Baseline continuous and categorical variables are presented as a median with range and numbers with percentages, respectively. Meanwhile, clinicopathological characteristics were compared with Fisher’s exact tests or Pearson’s χ2 as deemed appropriate. Additionally, Kaplan–Meier method was utilized for estimating patient survival rate. Survival differences between the groups were evaluated using the log-rank tests. Univariate and multivariate COX proportional hazard regression models were utilized to evaluate risk of mortality and conduct subgroup analyses. Variables that were deemed to be of potential importance in univariate analysis (P < 0.05) or previously considered to be prognostic factors were included in multivariate analysis. All of our statistical analysis conducted used SPSS software (version 19.0; SPSS Inc., Chicago, IL, USA). Our statistical significance level was set to P < 0.05.

Results

Patient screening process

A total of 1,619 eligible patients with pulmonary LCNEC were included in this study. The screening process was described in Fig. 1. Median age at diagnosis of all patients was 66 years (range, 18–94 years). Using median age and previous clinical studies as guides (Brueckl et al., 2018; Feliciano et al., 2018; Hutchins et al., 1999; Lembicz et al., 2018; Lewis et al., 2003), we divided the included patients into two groups based on age: younger (aged <65 years) (N = 729), and older (aged ≥65 years) (N = 890) patients.

Figure 1

Flow chart for screening eligible patients.

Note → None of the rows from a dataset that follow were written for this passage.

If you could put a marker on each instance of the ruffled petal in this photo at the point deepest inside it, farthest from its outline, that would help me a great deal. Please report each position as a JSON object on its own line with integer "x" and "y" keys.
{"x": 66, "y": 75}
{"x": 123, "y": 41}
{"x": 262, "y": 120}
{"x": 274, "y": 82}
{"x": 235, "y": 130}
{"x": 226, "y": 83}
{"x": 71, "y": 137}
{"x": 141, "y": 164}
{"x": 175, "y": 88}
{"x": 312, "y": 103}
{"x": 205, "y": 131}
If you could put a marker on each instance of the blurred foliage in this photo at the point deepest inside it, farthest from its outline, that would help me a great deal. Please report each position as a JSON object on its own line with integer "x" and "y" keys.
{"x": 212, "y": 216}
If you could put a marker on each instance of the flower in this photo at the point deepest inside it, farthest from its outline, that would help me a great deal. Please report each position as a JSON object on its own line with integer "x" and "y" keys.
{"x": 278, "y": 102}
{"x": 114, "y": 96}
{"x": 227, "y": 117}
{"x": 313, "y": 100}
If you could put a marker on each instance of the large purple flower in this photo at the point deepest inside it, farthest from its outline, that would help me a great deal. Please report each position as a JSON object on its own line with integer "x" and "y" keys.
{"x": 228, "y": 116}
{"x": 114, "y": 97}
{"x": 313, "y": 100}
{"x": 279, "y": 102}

Clinicopathological characteristics

The clinicopathological features of all enrolled patients were summarized in Table 1. In the younger group, the median age was 57 years, while the median age of the older group (≥65 years) was 73 years. In the older group, more patients were white (P = 0.004), married (P < 0.001), of stage I (P = 0.022), with tumor size <5 cm (P = 0.013); while with significantly lower proportion of surgery (P < 0.001), chemotherapy (P < 0.001), and radiotherapy (P < 0.001).

Table 1

Clinicopathological characteristics of patients with pulmonary large cell neuroendocrine carcinoma according to age groups.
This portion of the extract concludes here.